I popped the cap and poured the gorgeous marshmallow topped rusty marmelade coloured liquid into my glass and took a great nose full. If you took a few oranges, a grapefruit, a whole pine bough, a carton of tropical fruit juice, and a splash of rum then blended it all together and snorted it through a straw (srsly good fun btw, y’all should try it) it may be similar to this.
From the aroma (and the sometimes slightly confusing “Triple IPA” tag) I was expecting a bit of a hop bomb and it really didn’t disappoint. Imagine sticking your face over the business end of one of those comical gramophone barreled blunderbusses you see in old English period comedy flicks just as it goes off, thing is it’d been loaded with all kindsa lovely stuff instead of ball bearings and nails and fox poo. There’s orange flavoured toffee, peach and mango cobbler, candied citrus zest, and pine needles all blasting you in the face and it’s bloody marvelous!
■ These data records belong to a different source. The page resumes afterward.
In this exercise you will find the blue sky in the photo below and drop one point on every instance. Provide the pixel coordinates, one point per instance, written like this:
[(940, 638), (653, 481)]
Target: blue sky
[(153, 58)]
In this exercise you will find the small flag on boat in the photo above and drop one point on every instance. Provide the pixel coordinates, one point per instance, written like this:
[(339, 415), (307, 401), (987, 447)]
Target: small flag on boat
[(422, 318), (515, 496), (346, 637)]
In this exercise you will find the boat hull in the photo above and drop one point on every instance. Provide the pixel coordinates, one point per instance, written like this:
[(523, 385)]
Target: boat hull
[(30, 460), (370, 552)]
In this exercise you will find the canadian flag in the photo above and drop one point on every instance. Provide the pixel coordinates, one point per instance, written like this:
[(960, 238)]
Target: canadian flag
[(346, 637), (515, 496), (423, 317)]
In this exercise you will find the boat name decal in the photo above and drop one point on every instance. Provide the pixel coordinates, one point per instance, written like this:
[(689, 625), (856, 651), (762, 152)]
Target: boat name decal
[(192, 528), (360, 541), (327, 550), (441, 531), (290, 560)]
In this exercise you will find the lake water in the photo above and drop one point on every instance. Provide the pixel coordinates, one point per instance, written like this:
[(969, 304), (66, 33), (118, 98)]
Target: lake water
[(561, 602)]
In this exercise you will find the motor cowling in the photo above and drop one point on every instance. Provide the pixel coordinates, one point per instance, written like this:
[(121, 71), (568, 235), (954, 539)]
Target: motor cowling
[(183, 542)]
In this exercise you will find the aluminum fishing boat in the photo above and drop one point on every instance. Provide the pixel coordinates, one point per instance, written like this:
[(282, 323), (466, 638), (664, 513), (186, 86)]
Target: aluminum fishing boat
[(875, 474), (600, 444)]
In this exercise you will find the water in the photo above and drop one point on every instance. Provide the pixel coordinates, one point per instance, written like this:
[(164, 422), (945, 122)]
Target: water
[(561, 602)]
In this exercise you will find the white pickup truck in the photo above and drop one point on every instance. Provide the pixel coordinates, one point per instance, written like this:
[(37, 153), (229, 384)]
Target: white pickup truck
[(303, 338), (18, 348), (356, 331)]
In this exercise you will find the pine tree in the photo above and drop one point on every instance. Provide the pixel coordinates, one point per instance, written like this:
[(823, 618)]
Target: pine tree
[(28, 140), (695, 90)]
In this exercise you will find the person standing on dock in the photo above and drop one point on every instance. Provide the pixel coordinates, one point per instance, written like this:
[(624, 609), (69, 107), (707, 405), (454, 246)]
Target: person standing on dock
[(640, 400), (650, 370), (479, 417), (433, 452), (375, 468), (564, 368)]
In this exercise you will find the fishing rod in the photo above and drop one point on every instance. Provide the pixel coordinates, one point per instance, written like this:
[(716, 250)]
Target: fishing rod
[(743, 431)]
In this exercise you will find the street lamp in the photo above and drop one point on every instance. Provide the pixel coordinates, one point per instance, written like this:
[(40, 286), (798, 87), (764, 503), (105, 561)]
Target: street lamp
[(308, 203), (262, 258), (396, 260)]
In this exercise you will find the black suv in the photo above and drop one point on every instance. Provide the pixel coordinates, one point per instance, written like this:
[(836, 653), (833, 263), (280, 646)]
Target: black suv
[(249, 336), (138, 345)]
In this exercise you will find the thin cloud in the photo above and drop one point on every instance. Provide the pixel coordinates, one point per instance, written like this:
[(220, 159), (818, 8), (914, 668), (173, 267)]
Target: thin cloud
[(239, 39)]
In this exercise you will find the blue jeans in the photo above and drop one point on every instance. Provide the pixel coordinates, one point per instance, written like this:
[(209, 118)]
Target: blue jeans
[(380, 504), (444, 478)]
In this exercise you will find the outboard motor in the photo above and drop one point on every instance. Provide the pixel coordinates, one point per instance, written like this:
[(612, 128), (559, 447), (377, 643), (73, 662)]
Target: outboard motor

Some beers grouped as triple IPA’s come very close to American barley wine territory, but not this one, this is most definitely an IPA. The malt’s there don’t get me wrong, it’s caramel covered biscuit goodness offers support where it’s needed with depth and balance in the middle, but it’s those intense and oh so sexy hops that are the stars. They infuse a mouth coating, intensely fruity and resinous quality and leave their mark long after the beer’s gone down with a palate crushing bitterness. It’s full, chewy, and dry and dangerously easy to drink with that booze feeling far less than stated, at least ‘til you try to stand up after the first glass or attempt to post a pic of it to Instagram and realise your fingers have turned to rubber. I’m a big fan though I’ll readily admit it ain’t for everyone. If, however, you dream of hops and get all jittery without a regular lupulin fix, get some of this down your neck. Cheers!